I appreciate Xtreme smokin his trees, but my reality is it is 100% climbing and the areas we work in are so densly populated and yards so tight, fences, porches, solariums, hot tubs, awnings, power, phone and cable lines. Driveways and paver walks. Perennial beds, ornamental trees, fountains and water effect ponds; Every arborist gets that stuff to a degree, but it's really excessive here. I can count the number of 12" + DBH trees I can drop and flop, _per year_, on my 10 fingers. Most all big takedowns need piecing out and although I thoroughly enjoy heavyweight rigging and an occasional crane job, that is just not the level of rigging we're talking about in this thread.
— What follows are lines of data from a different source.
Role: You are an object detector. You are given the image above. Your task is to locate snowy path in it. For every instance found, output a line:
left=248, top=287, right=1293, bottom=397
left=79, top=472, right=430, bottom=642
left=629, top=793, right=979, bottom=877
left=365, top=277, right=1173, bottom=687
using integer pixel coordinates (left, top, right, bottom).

This is bread and butter, middle of the road arboriculture. The stuff being described here is more of pruning and deadwooding where 'going big' is not as important as with a takedown. This is day-to-day stuff; Pruning overly dense areas or overextended limbs, and select limb and dead limb removals over areas where you can't conveniently cut em and drop em. This is pretty much a staple in the work diet of all tree climbers.

I was able to go through the video clips that Apprentice Dude took this week of solo aerial rigging over a roof and will need some time to edit. They're a bit shakey.
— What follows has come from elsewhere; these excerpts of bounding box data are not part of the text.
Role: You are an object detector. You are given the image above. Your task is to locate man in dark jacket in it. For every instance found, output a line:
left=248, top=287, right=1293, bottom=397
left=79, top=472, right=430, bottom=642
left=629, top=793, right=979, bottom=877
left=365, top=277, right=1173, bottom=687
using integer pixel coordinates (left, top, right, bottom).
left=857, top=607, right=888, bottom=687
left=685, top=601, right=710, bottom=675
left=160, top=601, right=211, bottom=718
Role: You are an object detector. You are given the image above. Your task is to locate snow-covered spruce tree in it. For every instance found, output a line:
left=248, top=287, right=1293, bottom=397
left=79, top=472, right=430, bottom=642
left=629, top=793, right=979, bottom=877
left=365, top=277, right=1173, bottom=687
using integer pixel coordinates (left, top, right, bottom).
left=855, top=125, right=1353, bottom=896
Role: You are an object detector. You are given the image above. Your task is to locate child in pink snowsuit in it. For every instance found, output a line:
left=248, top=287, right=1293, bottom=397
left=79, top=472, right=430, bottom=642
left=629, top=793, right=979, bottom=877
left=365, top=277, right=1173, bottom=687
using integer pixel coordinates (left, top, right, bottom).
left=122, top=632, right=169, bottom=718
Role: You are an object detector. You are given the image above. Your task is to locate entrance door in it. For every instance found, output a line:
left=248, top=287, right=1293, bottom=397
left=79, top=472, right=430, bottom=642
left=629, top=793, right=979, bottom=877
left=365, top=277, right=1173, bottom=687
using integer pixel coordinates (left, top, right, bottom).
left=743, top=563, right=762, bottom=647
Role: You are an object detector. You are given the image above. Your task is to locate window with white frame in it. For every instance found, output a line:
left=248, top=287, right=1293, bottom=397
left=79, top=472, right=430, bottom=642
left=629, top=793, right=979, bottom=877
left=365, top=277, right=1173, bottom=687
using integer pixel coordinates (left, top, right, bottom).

The tree is a 30 meter doublet oak where the streetward half died. The other half is primarily over the house. The homeowner wants to save the tree.


Here's a video clip for Xtreme. This was that oak, the dead part. No itsy bitsy slings were made in the making of this video:


----------



## xtremetrees (May 28, 2006)

man that tree looked dead.. very nice vid.


----------



## woodchux (May 29, 2006)

Hey TM,
Are you still working with nick and PU climber?


----------



## xtremetrees (May 31, 2006)

*Thanks TM*

Bro, I had a large company call me saying they needed me for the day. I got to thinking I gotta be totally self-reliant. Aint gonna be no help on the ground.
I quoted him my daily rate and got to thinking shoot fire because of TM I dont need help from the ground.

Thanks man If youll PM me your address I'll send you some cash..!


----------



## Tree Machine (Jun 1, 2006)

*Glad this stuff is of practical use*

Something tells me you could have flashed that job without my help. No cash necessary, but I appreciate the thought


X said:


> man that tree looked dead..


Half the crown was dead. I have some clips of the rigging of the live parts over the house and perennial garden. Nick did a pretty OK job with the camera.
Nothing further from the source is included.